Animation

Ages ago I figured out what to do if you wanted to cut two video scenes together and have them moving at the same pace.
I thought you could do some bit of film where the movement tied it all together.
This is really for flat things I don’t know anything about matrixes. It’s easiest with those constant zooms where the area changes by the same proportion.
if x is a size and p is a proportion (like 0.02467)
frame 1: x
frame 2: x-x*p
frame 3:(x-x*p)-((x-x*p)*p)
frame 4: (x-x*p)-((x-x*p)*p)-((x-x*p)-((x-x*p)*p))*p
and so on
I missed out some of the brackets so it’s more legible but you see what I mean.
that works out to be; for the smaller frame size

small = sqrt((x^2)*((1-p)^frames))

and from that you can get the proportion, the frames and the sizes and make a crude little program to show the one that’s missing if you know three of them. ( frames, proportion, big, small )

#!/usr/bin/perl
### USAGE change the numbers, make = 0 the one you want to know ###
use strict;
use feature “say”;
use Math::Trig;

my $small =0;
my $big = 400;
my $frames = 20;
my $prop = 0.0234;

if($prop==0){
my $see_prop = 1-(($small**2)/($big**2))**(1/$frames);
say ” proportion = $see_prop”;
}
if($small==0){
my $see_small = int(sqrt(($big**2)*((1-$prop)**$frames)));
say ” small = $see_small”;
}
if($big==0){
my $see_big = int(sqrt(($small**2)/((1-$prop)**$frames)));
say ” big = $see_big”;
}
if($frames==0){
my $see_frames = int((log($small**2/$big**2))/(log(1-$prop)));
say ” frames = $see_frames “;
}

you can see what size the image will be at any frame in a movement over frames or where you should start to end on a size or how many frames you need on a different artwork to arrive at a size and stuff like that. And to make a zoom over a series of drawings you crop each one as so and blow them up all to the same size.

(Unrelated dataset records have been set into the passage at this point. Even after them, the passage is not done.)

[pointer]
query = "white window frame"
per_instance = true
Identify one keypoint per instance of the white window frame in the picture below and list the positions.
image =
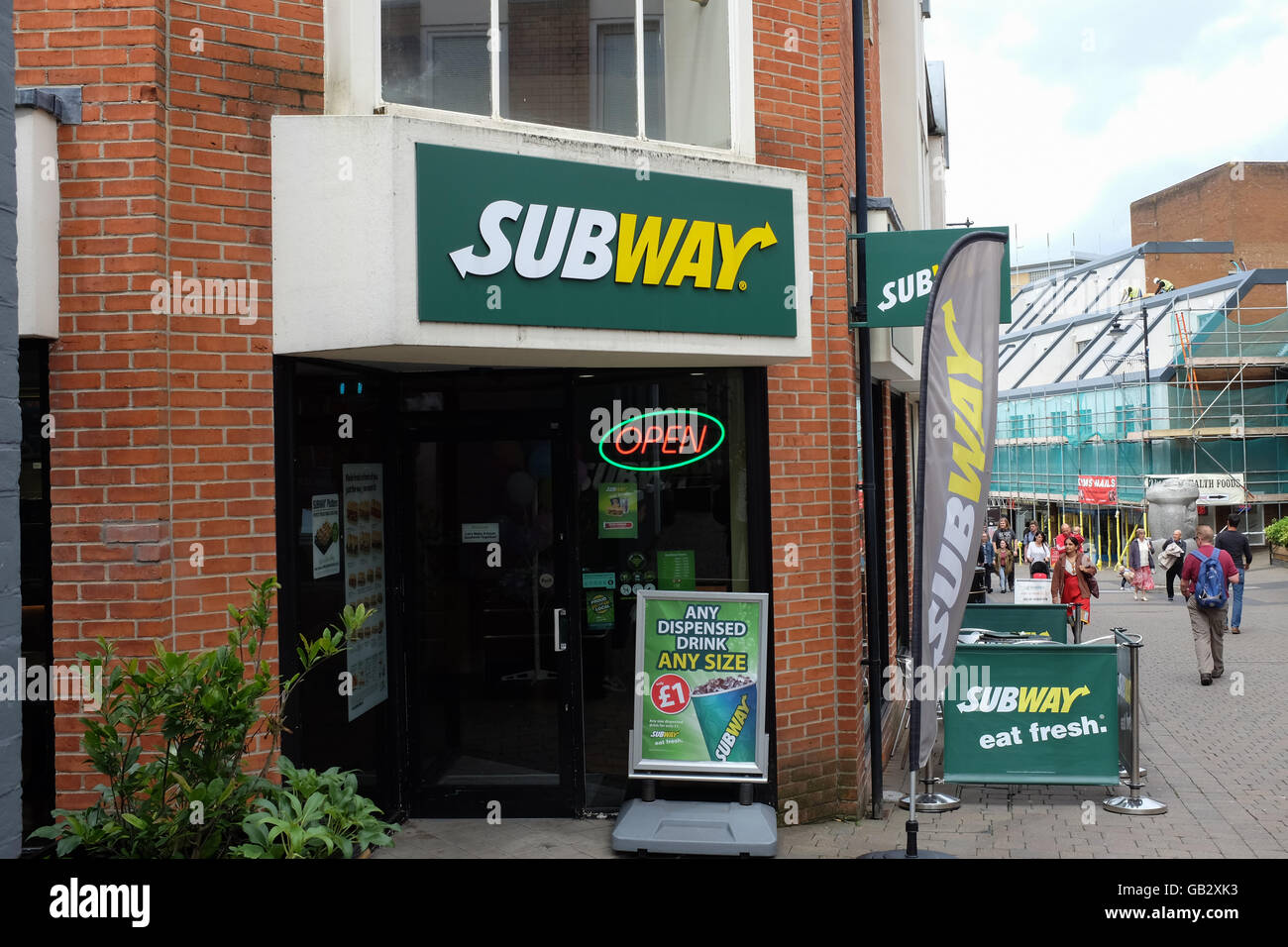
(595, 26)
(353, 82)
(429, 33)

Rather than starting off or ending at a constant pace it easier on the eye if things start slowly or end slowly, that’s “fairings”
You can work out fairings if you look at it like this.

Gotham must be destroyed, Going Postal

if ac is the frames you want as fairings imagine an arc of a circle with radius ac
you see if you drop lines down the gaps on the baseline get progressively bigger.
What we are saying is if you have something that is moving at a constant pace and you have another thing that you want to be moving at that same pace at some point c but start off slower then that thing is going to have to start earlier and take more frames to catch up. that will be (pi*ac)/2 frames
The problem that we have is that we are dealing with frames which are whole numbers and (pi*ac)/2 is not a whole number but never mind.
Find the new proportion using size at end of fairings as the small size.
my $see_prop = 1-(($small**2)/($big**2))**(1/((pi*ac)/2));
You can loop through the fairings to get a decimal that starts small and gets bigger until it is 1 using cosine of the angle.
“faired_frame_increments=1-(cos(frame/total_faired_frames)*90)”
then multiply the new proportion by that for each frame.
Then the thing starting slowly will, after more frames, be in the same place as the thing starting later at a constant pace.
because (pi*ac)/2 isn’t a whole number I bodge it by averaging the next to last of the fairings and the size after the fairings. So if you want to match exactly you’d match to the one after the fairings end ( or start for end fairings).
Maybe there is a better way to do it I don’t know.

I struggled with tying any left right, up down movement with the zoom movement.
Dividing the track distance by the total zoom movement is a fraction, if you multiply that by the zoom movement for each frame, when it is the total zoom movement the result will be 1 * the track distance, which is what you want.